魚釣島の西北西岸は峻岸屹立し、其高さ干百八十尺にして漸く其の東岸に傾下し遠く之を望めば、水面上に直角三角形を為せり。本島は極めて清水に富み、其の東岸清流の横流するを認めたり。海路路誌に據れば其の沿岸に川魚の住するを見たりと、本島は那覇河ロ三重城を距る、西七度南二百三十海里に在り

久場島は魚釣嶋の北東十六海里に在り、海中に屹立して沿岸皆な六十尺に内外し、其の絶頂は六百尺なり。本島も魚釣島に同じく更に船舶を寄泊すへきの地なし。 右二嶋は共に皆な石灰石に成り、暖地普通樹草の石間に茂生するも嘗て有用の材渠なく其の魚釣島の各礁の如きは僅かに海辨の繁茂するのみ、更に樹木あるを見す。特に海島(鳥)の群集するは各礁島極めて夥しく魚釣島の如きその清流に富むも、其の地味恐くは人住に適するもに非らず。要するに右諸島は天の海島(鳥)に其の住所を賦與したるものと謂ふも可なり。 本船は久場島より慶良間峡に直航せしを以て、途上久米赤島を認めんと欲し、之に接航せしも適す。夜半之を航過し當時殊に曇天暗黒にして之を実験するを得さりしは誠に遺憾なり。海路誌に據れば本島は一岩礁に過ぎずして其の位地、東径百廿四度卅四分、北緯廿五度五十五分、即ち那覇三重城を距る両六度南百七十海里にして四百屹岸屹立して、其の高さ二百七十尺遠く之を望めば日本形船の装帆せしに異ならすと、本嶋は外船も屡々之を認めたるも、其の位地を報する。
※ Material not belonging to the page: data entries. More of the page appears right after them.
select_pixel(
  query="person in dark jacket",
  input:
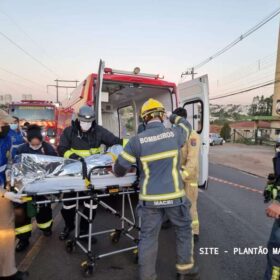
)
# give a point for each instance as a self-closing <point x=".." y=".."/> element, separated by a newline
<point x="82" y="139"/>
<point x="37" y="146"/>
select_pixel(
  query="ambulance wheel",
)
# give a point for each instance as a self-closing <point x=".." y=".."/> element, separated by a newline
<point x="115" y="236"/>
<point x="70" y="245"/>
<point x="87" y="269"/>
<point x="135" y="253"/>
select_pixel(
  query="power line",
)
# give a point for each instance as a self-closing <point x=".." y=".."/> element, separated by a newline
<point x="239" y="38"/>
<point x="19" y="84"/>
<point x="21" y="77"/>
<point x="26" y="34"/>
<point x="245" y="90"/>
<point x="28" y="54"/>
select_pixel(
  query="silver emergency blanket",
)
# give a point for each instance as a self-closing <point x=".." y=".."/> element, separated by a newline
<point x="41" y="173"/>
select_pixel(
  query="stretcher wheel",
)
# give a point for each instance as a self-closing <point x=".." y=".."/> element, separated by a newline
<point x="87" y="268"/>
<point x="70" y="245"/>
<point x="115" y="236"/>
<point x="135" y="253"/>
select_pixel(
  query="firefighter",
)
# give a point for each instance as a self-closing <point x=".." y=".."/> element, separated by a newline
<point x="82" y="139"/>
<point x="7" y="230"/>
<point x="156" y="151"/>
<point x="44" y="220"/>
<point x="16" y="135"/>
<point x="273" y="211"/>
<point x="190" y="166"/>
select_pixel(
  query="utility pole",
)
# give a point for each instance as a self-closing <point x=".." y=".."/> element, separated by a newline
<point x="189" y="72"/>
<point x="57" y="86"/>
<point x="276" y="94"/>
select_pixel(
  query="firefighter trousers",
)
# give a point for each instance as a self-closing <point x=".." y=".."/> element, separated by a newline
<point x="191" y="188"/>
<point x="273" y="256"/>
<point x="69" y="209"/>
<point x="23" y="221"/>
<point x="7" y="237"/>
<point x="151" y="220"/>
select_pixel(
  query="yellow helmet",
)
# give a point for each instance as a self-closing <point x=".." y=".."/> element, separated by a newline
<point x="152" y="108"/>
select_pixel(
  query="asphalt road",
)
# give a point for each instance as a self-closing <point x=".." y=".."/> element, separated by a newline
<point x="232" y="218"/>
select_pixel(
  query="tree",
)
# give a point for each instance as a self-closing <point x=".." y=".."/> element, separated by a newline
<point x="226" y="131"/>
<point x="261" y="106"/>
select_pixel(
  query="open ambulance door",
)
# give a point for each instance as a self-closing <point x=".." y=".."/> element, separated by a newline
<point x="98" y="91"/>
<point x="194" y="97"/>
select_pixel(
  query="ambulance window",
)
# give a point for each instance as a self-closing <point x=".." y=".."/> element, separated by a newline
<point x="126" y="122"/>
<point x="195" y="114"/>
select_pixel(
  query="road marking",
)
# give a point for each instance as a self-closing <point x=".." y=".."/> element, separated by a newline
<point x="35" y="249"/>
<point x="235" y="185"/>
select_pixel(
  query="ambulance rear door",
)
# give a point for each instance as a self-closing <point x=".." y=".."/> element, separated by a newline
<point x="98" y="91"/>
<point x="194" y="97"/>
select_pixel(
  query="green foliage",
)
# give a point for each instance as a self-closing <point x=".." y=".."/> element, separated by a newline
<point x="261" y="106"/>
<point x="226" y="131"/>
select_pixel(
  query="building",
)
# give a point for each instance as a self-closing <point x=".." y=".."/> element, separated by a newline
<point x="5" y="99"/>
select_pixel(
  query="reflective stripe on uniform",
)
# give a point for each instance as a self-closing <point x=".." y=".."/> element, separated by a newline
<point x="164" y="155"/>
<point x="87" y="205"/>
<point x="275" y="273"/>
<point x="177" y="119"/>
<point x="185" y="128"/>
<point x="182" y="267"/>
<point x="67" y="207"/>
<point x="147" y="177"/>
<point x="23" y="229"/>
<point x="128" y="157"/>
<point x="156" y="197"/>
<point x="45" y="225"/>
<point x="16" y="146"/>
<point x="3" y="168"/>
<point x="175" y="173"/>
<point x="82" y="153"/>
<point x="125" y="141"/>
<point x="159" y="156"/>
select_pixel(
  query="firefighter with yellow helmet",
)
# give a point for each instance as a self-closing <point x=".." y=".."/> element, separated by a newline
<point x="156" y="151"/>
<point x="190" y="166"/>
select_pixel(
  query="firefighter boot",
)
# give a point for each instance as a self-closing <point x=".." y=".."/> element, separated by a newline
<point x="190" y="274"/>
<point x="20" y="275"/>
<point x="22" y="245"/>
<point x="195" y="238"/>
<point x="65" y="233"/>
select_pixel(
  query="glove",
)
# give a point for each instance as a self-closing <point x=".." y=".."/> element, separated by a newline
<point x="75" y="156"/>
<point x="8" y="173"/>
<point x="185" y="174"/>
<point x="13" y="197"/>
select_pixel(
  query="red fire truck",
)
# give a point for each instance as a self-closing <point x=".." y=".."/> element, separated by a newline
<point x="40" y="112"/>
<point x="118" y="95"/>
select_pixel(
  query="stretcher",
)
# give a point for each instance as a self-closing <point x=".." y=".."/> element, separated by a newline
<point x="100" y="183"/>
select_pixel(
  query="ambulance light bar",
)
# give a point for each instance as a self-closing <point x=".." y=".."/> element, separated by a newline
<point x="136" y="71"/>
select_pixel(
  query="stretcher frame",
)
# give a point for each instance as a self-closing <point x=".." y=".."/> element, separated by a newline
<point x="95" y="197"/>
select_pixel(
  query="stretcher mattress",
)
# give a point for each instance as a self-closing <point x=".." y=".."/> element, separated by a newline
<point x="33" y="174"/>
<point x="68" y="183"/>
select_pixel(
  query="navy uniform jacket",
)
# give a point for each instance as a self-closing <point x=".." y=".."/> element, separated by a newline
<point x="75" y="143"/>
<point x="156" y="151"/>
<point x="46" y="149"/>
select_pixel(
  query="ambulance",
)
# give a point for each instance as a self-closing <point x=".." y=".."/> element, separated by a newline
<point x="117" y="97"/>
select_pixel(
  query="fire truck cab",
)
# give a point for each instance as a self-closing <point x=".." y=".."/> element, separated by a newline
<point x="118" y="96"/>
<point x="40" y="112"/>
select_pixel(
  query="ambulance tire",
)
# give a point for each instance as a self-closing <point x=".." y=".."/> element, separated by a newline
<point x="204" y="186"/>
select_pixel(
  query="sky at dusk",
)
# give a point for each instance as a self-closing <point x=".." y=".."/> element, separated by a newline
<point x="166" y="37"/>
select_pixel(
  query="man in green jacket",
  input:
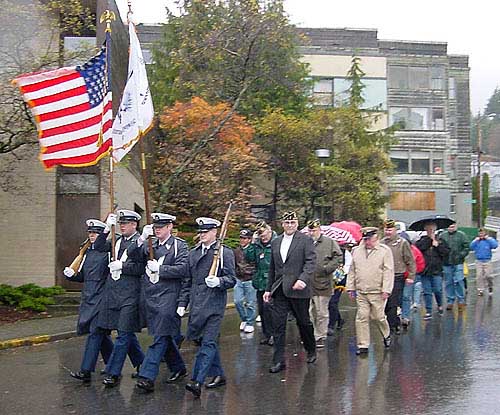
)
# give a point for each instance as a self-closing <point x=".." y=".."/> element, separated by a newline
<point x="328" y="258"/>
<point x="259" y="253"/>
<point x="453" y="266"/>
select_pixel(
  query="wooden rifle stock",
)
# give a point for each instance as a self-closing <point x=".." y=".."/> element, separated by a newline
<point x="75" y="265"/>
<point x="220" y="241"/>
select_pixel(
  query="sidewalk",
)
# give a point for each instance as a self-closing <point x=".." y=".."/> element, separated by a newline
<point x="43" y="330"/>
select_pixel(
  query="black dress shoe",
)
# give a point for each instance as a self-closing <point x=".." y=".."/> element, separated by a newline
<point x="216" y="382"/>
<point x="311" y="357"/>
<point x="82" y="375"/>
<point x="135" y="375"/>
<point x="111" y="381"/>
<point x="278" y="367"/>
<point x="194" y="388"/>
<point x="177" y="375"/>
<point x="146" y="385"/>
<point x="387" y="341"/>
<point x="362" y="350"/>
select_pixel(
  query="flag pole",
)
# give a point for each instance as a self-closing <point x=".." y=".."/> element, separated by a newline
<point x="144" y="171"/>
<point x="109" y="16"/>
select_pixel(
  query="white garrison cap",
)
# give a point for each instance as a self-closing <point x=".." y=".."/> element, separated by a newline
<point x="95" y="225"/>
<point x="125" y="215"/>
<point x="205" y="224"/>
<point x="162" y="219"/>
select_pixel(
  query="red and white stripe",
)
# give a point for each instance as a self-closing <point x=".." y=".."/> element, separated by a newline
<point x="69" y="129"/>
<point x="340" y="235"/>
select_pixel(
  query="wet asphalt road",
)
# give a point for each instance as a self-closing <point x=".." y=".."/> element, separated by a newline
<point x="449" y="365"/>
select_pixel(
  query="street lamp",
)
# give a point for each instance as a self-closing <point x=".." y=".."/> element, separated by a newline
<point x="322" y="154"/>
<point x="479" y="178"/>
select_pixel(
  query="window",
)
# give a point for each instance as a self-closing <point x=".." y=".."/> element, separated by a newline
<point x="451" y="88"/>
<point x="437" y="119"/>
<point x="413" y="201"/>
<point x="328" y="92"/>
<point x="418" y="77"/>
<point x="398" y="77"/>
<point x="437" y="77"/>
<point x="417" y="118"/>
<point x="420" y="162"/>
<point x="417" y="162"/>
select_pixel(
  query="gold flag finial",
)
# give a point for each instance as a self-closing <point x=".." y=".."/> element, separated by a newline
<point x="108" y="16"/>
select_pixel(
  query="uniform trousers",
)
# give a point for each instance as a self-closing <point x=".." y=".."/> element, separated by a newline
<point x="333" y="309"/>
<point x="299" y="307"/>
<point x="266" y="317"/>
<point x="370" y="306"/>
<point x="97" y="341"/>
<point x="207" y="362"/>
<point x="394" y="301"/>
<point x="318" y="311"/>
<point x="125" y="343"/>
<point x="162" y="347"/>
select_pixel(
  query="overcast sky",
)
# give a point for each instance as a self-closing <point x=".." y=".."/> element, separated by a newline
<point x="469" y="29"/>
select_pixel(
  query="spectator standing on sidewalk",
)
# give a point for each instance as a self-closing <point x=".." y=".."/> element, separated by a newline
<point x="259" y="253"/>
<point x="403" y="262"/>
<point x="245" y="297"/>
<point x="328" y="258"/>
<point x="435" y="251"/>
<point x="482" y="246"/>
<point x="453" y="266"/>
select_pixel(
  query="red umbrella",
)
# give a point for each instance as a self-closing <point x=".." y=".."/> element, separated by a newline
<point x="353" y="228"/>
<point x="340" y="235"/>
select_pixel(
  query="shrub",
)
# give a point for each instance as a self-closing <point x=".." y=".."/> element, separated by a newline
<point x="29" y="296"/>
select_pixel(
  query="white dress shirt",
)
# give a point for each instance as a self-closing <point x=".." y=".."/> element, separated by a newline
<point x="285" y="246"/>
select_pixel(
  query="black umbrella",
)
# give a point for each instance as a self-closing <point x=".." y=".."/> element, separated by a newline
<point x="441" y="222"/>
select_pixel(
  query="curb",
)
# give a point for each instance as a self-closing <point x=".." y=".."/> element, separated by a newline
<point x="45" y="338"/>
<point x="33" y="340"/>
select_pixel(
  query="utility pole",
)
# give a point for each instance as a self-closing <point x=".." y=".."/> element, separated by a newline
<point x="479" y="178"/>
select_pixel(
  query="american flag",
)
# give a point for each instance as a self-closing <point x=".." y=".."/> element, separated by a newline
<point x="72" y="108"/>
<point x="340" y="235"/>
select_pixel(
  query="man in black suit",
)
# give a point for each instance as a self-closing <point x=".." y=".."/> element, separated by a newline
<point x="293" y="261"/>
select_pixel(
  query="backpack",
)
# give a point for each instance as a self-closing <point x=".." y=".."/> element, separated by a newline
<point x="419" y="259"/>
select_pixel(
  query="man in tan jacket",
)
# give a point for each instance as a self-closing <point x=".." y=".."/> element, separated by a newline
<point x="370" y="281"/>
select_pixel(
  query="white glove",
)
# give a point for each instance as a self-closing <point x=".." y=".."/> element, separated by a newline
<point x="115" y="265"/>
<point x="147" y="231"/>
<point x="68" y="272"/>
<point x="153" y="265"/>
<point x="110" y="221"/>
<point x="212" y="281"/>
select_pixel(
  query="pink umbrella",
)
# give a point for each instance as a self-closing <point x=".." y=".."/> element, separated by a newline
<point x="340" y="235"/>
<point x="353" y="228"/>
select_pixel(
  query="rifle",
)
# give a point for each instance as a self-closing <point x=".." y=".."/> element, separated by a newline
<point x="220" y="241"/>
<point x="75" y="265"/>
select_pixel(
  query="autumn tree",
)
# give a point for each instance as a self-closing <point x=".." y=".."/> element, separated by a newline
<point x="224" y="165"/>
<point x="243" y="52"/>
<point x="38" y="46"/>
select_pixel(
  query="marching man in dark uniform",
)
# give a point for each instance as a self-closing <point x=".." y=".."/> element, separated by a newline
<point x="207" y="295"/>
<point x="161" y="288"/>
<point x="120" y="311"/>
<point x="293" y="261"/>
<point x="93" y="272"/>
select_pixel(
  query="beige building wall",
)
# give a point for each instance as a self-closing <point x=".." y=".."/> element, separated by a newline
<point x="27" y="218"/>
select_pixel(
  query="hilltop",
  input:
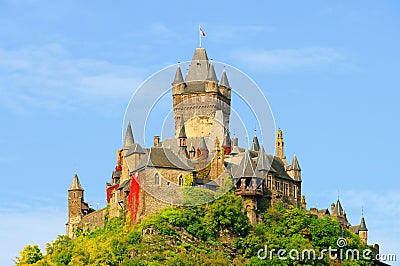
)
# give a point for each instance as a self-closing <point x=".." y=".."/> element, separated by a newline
<point x="217" y="233"/>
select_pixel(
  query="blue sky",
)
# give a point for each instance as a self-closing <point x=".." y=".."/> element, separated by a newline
<point x="329" y="69"/>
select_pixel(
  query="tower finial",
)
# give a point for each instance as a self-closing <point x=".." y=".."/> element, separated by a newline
<point x="279" y="146"/>
<point x="128" y="141"/>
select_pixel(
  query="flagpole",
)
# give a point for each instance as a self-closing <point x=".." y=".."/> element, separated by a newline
<point x="200" y="35"/>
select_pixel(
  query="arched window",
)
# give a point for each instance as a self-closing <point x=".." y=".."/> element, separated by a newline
<point x="156" y="179"/>
<point x="180" y="180"/>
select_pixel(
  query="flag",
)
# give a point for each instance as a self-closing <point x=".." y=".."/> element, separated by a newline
<point x="202" y="32"/>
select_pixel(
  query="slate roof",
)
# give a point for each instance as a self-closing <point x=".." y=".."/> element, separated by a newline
<point x="256" y="145"/>
<point x="199" y="66"/>
<point x="338" y="209"/>
<point x="224" y="80"/>
<point x="182" y="132"/>
<point x="128" y="141"/>
<point x="363" y="226"/>
<point x="75" y="185"/>
<point x="178" y="76"/>
<point x="211" y="73"/>
<point x="163" y="157"/>
<point x="135" y="149"/>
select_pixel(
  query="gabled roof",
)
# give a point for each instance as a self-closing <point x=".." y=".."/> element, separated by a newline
<point x="128" y="141"/>
<point x="178" y="76"/>
<point x="75" y="185"/>
<point x="163" y="157"/>
<point x="135" y="149"/>
<point x="224" y="80"/>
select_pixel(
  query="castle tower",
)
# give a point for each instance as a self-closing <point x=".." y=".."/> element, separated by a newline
<point x="227" y="145"/>
<point x="280" y="153"/>
<point x="217" y="163"/>
<point x="363" y="231"/>
<point x="182" y="139"/>
<point x="128" y="141"/>
<point x="75" y="202"/>
<point x="256" y="145"/>
<point x="294" y="169"/>
<point x="199" y="96"/>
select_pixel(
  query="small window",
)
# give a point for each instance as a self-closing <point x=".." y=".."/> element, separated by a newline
<point x="180" y="180"/>
<point x="157" y="179"/>
<point x="269" y="181"/>
<point x="277" y="185"/>
<point x="286" y="189"/>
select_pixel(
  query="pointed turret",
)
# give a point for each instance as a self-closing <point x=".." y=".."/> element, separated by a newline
<point x="128" y="141"/>
<point x="280" y="146"/>
<point x="363" y="231"/>
<point x="246" y="168"/>
<point x="363" y="226"/>
<point x="224" y="80"/>
<point x="256" y="145"/>
<point x="235" y="148"/>
<point x="338" y="209"/>
<point x="295" y="164"/>
<point x="178" y="76"/>
<point x="226" y="145"/>
<point x="263" y="164"/>
<point x="294" y="169"/>
<point x="75" y="185"/>
<point x="211" y="76"/>
<point x="198" y="70"/>
<point x="182" y="139"/>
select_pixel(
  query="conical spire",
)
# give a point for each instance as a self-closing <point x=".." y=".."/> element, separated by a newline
<point x="199" y="65"/>
<point x="182" y="132"/>
<point x="224" y="80"/>
<point x="211" y="76"/>
<point x="178" y="76"/>
<point x="262" y="162"/>
<point x="295" y="164"/>
<point x="363" y="227"/>
<point x="75" y="185"/>
<point x="246" y="166"/>
<point x="256" y="145"/>
<point x="128" y="141"/>
<point x="203" y="144"/>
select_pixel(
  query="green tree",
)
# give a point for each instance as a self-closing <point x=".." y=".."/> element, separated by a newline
<point x="29" y="255"/>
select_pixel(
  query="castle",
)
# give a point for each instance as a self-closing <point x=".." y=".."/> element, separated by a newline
<point x="201" y="157"/>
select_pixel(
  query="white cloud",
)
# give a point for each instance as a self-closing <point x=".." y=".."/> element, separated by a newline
<point x="282" y="60"/>
<point x="47" y="77"/>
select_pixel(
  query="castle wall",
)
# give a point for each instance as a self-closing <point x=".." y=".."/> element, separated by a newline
<point x="94" y="219"/>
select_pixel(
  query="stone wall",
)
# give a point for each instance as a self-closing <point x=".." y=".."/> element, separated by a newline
<point x="94" y="219"/>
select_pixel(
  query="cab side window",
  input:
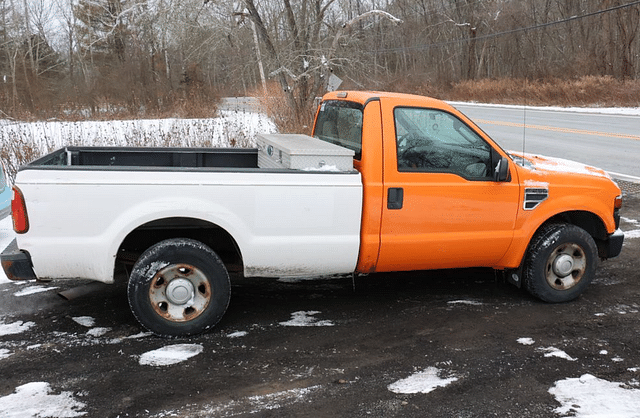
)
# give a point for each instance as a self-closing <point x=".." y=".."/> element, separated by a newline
<point x="431" y="140"/>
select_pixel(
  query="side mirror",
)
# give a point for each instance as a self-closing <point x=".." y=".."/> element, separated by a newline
<point x="501" y="170"/>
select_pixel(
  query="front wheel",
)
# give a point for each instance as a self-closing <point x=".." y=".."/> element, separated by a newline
<point x="178" y="287"/>
<point x="561" y="263"/>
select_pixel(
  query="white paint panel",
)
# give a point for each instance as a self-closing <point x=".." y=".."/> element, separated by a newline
<point x="284" y="223"/>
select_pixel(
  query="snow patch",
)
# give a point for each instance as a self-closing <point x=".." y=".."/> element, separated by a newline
<point x="98" y="331"/>
<point x="34" y="400"/>
<point x="85" y="321"/>
<point x="465" y="302"/>
<point x="251" y="405"/>
<point x="555" y="352"/>
<point x="171" y="354"/>
<point x="305" y="319"/>
<point x="421" y="382"/>
<point x="15" y="327"/>
<point x="31" y="290"/>
<point x="588" y="396"/>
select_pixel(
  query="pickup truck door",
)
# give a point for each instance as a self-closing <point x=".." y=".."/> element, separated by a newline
<point x="442" y="208"/>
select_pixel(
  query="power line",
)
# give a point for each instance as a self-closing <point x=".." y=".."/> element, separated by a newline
<point x="508" y="32"/>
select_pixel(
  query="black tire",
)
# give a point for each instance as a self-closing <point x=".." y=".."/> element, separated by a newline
<point x="178" y="287"/>
<point x="561" y="263"/>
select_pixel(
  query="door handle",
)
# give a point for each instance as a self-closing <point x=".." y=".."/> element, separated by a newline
<point x="395" y="197"/>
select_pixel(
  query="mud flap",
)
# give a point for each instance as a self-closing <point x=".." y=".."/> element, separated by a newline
<point x="514" y="276"/>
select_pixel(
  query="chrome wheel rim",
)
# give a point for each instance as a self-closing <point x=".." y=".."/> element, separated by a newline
<point x="180" y="292"/>
<point x="566" y="266"/>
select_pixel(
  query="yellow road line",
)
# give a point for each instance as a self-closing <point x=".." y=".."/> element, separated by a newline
<point x="556" y="129"/>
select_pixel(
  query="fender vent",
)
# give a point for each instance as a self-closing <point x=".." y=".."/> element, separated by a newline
<point x="533" y="197"/>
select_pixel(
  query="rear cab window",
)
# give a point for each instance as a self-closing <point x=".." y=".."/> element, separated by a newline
<point x="340" y="123"/>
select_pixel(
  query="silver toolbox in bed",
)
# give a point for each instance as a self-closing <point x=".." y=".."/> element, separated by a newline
<point x="302" y="152"/>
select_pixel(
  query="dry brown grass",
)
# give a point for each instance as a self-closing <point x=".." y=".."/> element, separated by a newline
<point x="274" y="103"/>
<point x="584" y="91"/>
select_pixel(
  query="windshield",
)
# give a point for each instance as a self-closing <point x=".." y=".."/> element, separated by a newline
<point x="340" y="123"/>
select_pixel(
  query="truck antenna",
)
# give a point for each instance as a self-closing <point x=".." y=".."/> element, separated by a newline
<point x="524" y="117"/>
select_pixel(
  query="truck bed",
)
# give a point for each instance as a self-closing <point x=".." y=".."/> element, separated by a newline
<point x="132" y="158"/>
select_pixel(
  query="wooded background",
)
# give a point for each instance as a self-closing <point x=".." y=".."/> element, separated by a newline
<point x="80" y="57"/>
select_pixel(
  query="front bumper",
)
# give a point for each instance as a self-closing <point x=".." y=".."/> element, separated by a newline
<point x="612" y="246"/>
<point x="17" y="264"/>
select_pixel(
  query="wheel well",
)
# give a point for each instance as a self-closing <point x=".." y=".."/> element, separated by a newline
<point x="585" y="220"/>
<point x="215" y="237"/>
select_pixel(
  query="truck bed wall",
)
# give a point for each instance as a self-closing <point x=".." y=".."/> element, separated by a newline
<point x="151" y="157"/>
<point x="285" y="223"/>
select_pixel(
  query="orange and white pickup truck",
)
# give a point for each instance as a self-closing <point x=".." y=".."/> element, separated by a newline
<point x="388" y="182"/>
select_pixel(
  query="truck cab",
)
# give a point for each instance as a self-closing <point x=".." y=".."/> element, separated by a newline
<point x="440" y="193"/>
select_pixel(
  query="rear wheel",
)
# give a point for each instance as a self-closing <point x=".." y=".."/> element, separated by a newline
<point x="561" y="263"/>
<point x="179" y="287"/>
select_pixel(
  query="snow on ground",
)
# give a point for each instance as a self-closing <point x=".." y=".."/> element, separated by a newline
<point x="31" y="290"/>
<point x="465" y="302"/>
<point x="526" y="341"/>
<point x="634" y="233"/>
<point x="555" y="352"/>
<point x="306" y="319"/>
<point x="421" y="382"/>
<point x="34" y="400"/>
<point x="237" y="334"/>
<point x="588" y="396"/>
<point x="85" y="321"/>
<point x="170" y="354"/>
<point x="249" y="405"/>
<point x="15" y="327"/>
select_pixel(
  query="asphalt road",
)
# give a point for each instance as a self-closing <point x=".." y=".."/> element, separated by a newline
<point x="607" y="141"/>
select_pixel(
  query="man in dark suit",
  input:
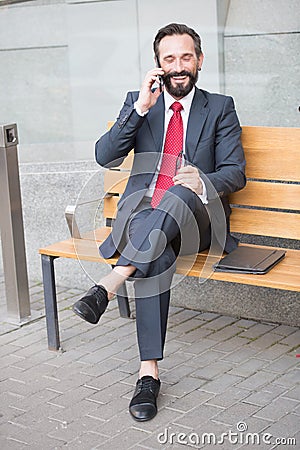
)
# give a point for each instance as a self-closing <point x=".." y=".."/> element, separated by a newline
<point x="188" y="158"/>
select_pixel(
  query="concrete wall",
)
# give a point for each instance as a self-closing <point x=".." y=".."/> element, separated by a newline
<point x="68" y="64"/>
<point x="262" y="65"/>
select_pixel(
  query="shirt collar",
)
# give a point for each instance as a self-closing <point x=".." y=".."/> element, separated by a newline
<point x="185" y="101"/>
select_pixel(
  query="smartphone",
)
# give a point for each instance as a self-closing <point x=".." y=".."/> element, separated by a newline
<point x="161" y="82"/>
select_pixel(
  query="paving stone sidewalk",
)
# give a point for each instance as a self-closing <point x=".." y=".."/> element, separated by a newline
<point x="226" y="383"/>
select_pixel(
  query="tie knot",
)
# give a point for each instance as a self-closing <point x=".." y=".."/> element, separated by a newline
<point x="176" y="107"/>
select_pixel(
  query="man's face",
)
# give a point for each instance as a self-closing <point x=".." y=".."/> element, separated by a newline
<point x="178" y="59"/>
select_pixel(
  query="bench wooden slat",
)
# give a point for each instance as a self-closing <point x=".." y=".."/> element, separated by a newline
<point x="115" y="181"/>
<point x="268" y="195"/>
<point x="272" y="153"/>
<point x="265" y="223"/>
<point x="284" y="276"/>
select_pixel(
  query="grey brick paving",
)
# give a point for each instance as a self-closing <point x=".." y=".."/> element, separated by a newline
<point x="218" y="371"/>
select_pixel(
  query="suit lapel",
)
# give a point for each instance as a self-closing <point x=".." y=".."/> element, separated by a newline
<point x="156" y="120"/>
<point x="197" y="118"/>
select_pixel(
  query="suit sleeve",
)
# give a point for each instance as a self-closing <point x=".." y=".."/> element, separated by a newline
<point x="114" y="146"/>
<point x="229" y="174"/>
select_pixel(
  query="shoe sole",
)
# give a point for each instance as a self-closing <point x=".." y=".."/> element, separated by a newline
<point x="81" y="315"/>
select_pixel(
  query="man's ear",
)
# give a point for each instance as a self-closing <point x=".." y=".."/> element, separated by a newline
<point x="200" y="61"/>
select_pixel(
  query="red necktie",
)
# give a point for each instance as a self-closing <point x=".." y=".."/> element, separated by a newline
<point x="173" y="146"/>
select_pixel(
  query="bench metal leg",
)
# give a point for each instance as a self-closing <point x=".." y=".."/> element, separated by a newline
<point x="50" y="302"/>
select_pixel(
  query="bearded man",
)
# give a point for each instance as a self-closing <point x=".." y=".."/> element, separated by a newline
<point x="187" y="154"/>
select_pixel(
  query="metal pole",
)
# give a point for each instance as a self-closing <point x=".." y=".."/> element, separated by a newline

各々異なり蓋し、其の黒潮の中流に孤立せるを以て各船皆な其の推渕を異にしたるや必せり



嘗(ショウ、ジョウ、な・める、かつ・て)
與(ヨ、あた・える、くみ・する)



<解説>
出雲丸船長・林鶴松が著した『魚釣、久場、久米赤嶋回航報告書』は、石澤兵吾の『魚釣島外二嶋巡視取調概略』と共に沖縄の東京出先機関の沖縄県大書記官・森長義へ報告された。そのことは『地学雑誌』にも掲載されている。